The Committee shall review and concur on the appointment, replacement, reassignment or dismissal of the Company’s Chief Financial Officer, who shall have direct access to the Committee.

 

The Committee shall review the annual performance of the internal audit function, if applicable.

 

Compliance oversight and responsibilities

 

The Committee shall review the Company’s compliance and ethics programs, including legal and regulatory requirements, and review with management its periodic evaluation of the effectiveness of such programs. The Committee shall review the Company’s Code of Business Conduct and Ethics that management has established to monitor compliance with such Code. The Committee shall receive any corporate attorneys’ reports of evidence of a material violation of securities laws or breaches of fiduciary duty by the Company.

 

The Committee shall establish procedures for the receipt, retention and treatment of complaints received by the Company about accounting, internal accounting controls or auditing matters, and the confidential, anonymous submission by Company employees of concerns regarding questionable accounting or auditing matters.

 

The Committee shall determine the appropriate funding needed by the Committee for payment of compensation to the independent auditor engaged for preparing or issuing audit reports, or performing other audit, review or attest services for the Company.

 

The Committee shall have the authority to retain outside counsel, accountants, experts and other advisors that it deems appropriate to assist the Committee in performing its functions.

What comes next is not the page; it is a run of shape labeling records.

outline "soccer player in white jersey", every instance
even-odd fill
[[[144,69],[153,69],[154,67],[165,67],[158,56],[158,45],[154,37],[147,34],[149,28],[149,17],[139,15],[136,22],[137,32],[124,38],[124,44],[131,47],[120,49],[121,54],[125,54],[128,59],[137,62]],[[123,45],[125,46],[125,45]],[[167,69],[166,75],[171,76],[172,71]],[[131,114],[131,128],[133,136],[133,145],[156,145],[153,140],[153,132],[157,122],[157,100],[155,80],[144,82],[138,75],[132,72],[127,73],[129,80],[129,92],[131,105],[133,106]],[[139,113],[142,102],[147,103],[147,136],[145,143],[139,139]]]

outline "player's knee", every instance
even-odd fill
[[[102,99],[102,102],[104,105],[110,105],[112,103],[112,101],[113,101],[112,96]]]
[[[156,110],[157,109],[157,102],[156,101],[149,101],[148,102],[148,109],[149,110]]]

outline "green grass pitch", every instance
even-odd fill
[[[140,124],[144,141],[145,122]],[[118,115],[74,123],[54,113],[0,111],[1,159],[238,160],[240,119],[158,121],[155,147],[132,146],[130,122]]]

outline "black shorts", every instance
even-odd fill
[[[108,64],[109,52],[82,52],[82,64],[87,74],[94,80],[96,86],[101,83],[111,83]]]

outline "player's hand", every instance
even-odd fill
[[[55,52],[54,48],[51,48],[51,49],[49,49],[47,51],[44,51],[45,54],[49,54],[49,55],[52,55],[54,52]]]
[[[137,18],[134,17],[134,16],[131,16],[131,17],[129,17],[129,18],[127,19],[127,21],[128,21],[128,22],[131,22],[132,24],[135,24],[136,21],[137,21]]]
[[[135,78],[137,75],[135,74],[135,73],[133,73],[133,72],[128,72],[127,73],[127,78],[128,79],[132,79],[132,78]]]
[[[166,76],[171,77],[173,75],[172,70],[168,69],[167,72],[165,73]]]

The Committee shall be provided with appropriate funding, as determined by the Committee, for payment of compensation to such outside counsel, accountants, experts and other advisors.

 

The Committee shall perform an evaluation of its performance at least annually to determine whether it is functioning effectively. The Committee also shall discuss with the independent auditor the accountants’ observations related to the effectiveness of the Committee.

 

The Committee shall review and reassess the Charter at least annually and obtain the approval of the Board.

 

Investigative Authority

 

The Committee shall be empowered to investigate any matter brought to its attention with full access to all Company books, records and personnel, using special counsel or outside experts when necessary or appropriate.